Dopo l’età in cui le Guerrilla Girls si aggiravano tra i Giardini della Biennale travestite da scimmioni, nell’arte dell’età della politically-correctness si sta passando dall’invidia del pene al totalitarismo della vagina. Anche se non tutte le femministe sono d’accordo su questa svolta gender, perché realizzare mostre solo al femminile le collocherebbe nuovamente “in uno stato di diversità di genere”.

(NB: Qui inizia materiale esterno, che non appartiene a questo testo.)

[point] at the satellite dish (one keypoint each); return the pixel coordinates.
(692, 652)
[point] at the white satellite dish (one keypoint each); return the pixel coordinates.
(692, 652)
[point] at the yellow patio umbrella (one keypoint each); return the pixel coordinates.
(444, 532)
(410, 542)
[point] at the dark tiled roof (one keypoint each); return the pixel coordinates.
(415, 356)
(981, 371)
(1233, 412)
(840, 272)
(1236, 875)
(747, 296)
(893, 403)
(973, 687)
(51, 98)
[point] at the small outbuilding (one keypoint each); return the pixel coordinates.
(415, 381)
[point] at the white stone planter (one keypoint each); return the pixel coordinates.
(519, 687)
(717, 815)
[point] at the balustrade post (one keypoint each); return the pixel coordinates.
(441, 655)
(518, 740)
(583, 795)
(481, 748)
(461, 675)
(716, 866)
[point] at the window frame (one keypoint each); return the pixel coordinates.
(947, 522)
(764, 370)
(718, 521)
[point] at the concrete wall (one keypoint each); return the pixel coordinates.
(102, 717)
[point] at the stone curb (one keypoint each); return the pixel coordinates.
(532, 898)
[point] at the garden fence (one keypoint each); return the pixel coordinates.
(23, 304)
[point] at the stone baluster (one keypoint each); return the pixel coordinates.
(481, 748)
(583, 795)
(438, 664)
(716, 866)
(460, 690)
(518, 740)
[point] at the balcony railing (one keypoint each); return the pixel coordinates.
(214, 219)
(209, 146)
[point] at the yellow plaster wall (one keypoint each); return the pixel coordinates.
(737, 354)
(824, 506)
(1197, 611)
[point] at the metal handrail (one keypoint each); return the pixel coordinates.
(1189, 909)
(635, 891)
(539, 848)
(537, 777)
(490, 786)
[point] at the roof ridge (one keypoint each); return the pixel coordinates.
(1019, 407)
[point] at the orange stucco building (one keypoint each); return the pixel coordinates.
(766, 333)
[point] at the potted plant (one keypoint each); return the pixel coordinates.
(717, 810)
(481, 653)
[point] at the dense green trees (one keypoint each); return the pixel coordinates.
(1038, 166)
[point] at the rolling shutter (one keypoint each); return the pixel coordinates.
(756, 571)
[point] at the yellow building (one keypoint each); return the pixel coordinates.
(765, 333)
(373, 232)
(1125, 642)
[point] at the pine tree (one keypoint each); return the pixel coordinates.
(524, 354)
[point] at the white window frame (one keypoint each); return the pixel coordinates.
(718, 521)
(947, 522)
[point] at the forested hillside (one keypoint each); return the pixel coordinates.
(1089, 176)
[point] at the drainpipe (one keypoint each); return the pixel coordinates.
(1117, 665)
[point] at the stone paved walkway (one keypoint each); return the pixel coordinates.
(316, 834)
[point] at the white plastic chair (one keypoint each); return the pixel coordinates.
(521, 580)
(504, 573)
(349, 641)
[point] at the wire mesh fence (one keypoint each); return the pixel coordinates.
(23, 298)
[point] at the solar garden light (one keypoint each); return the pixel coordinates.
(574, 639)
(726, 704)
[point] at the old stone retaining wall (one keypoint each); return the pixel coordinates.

Così la pensa Georgia O’Keeffe, una che si è dipinta nuda al posto di Cristo in una delle tante copie dell’Ultima Cena di Leonardo e che si è rifiutata di prestare sue opere per l’esposizione “Women Artist: 1550 to 1950” “pivotal exhibition” della primavera di Los Angeles. Stessa solfa anche per Barbara Kruger, che si è rifiutata di partecipare a tutte le esposizioni che “ricacciano le donne in uno stato di marginalità. Queste mostre sono una forma attraverso la quale gli uomini intendono coltivare un nuovo mercato”. Insomma: se ci sono uomini in mostra non va bene, ma se ci sono donne nemmeno. Niente loro opere, dunque, nemmeno a “Revolution in the Making: Abstract Sculpture by Women”, l’esposizione proposta dalla Hauser Wirth & Schimmel di Los Angeles. Dove il curatore, Paul Schimmel, si è comunque assicurato “giovani scultrici femministe”.
Mostre only-women sono in scaletta alla Saatchi Gallery di Londra e alla Rubell Family Collection di Miami, dove si è svolta anche la “No Man’s Land”. Anche il Minenapolis Institute of Art, riferisce il “NYT”, e il The New Museum a New York si stanno preparando a “devoted to five solo exhibitions by women artists”.
Altre donne, però, pensano che queste manifestazioni si possano sostenere. Maura Reilly, curatrice del Sackler Center for Feminist Art al Brooklyn Museum, pensa che queste mostre siano una “forma di risarcimento” per quanto è stato negletto nel passato, una sorta di bilanciamento, come ha scritto in un articolo su Artnews intitolato “Taking the Measure of Sexism: Facts, Figures and Fixes”. E anche Ann Philibin, direttrice dell’Hammer Museum di LA, sostiene che le giovani artiste “accettano meglio di esporre tra sole donne, mentre quelle di 70 o 80 anni la vivono come una ghettizzazione”.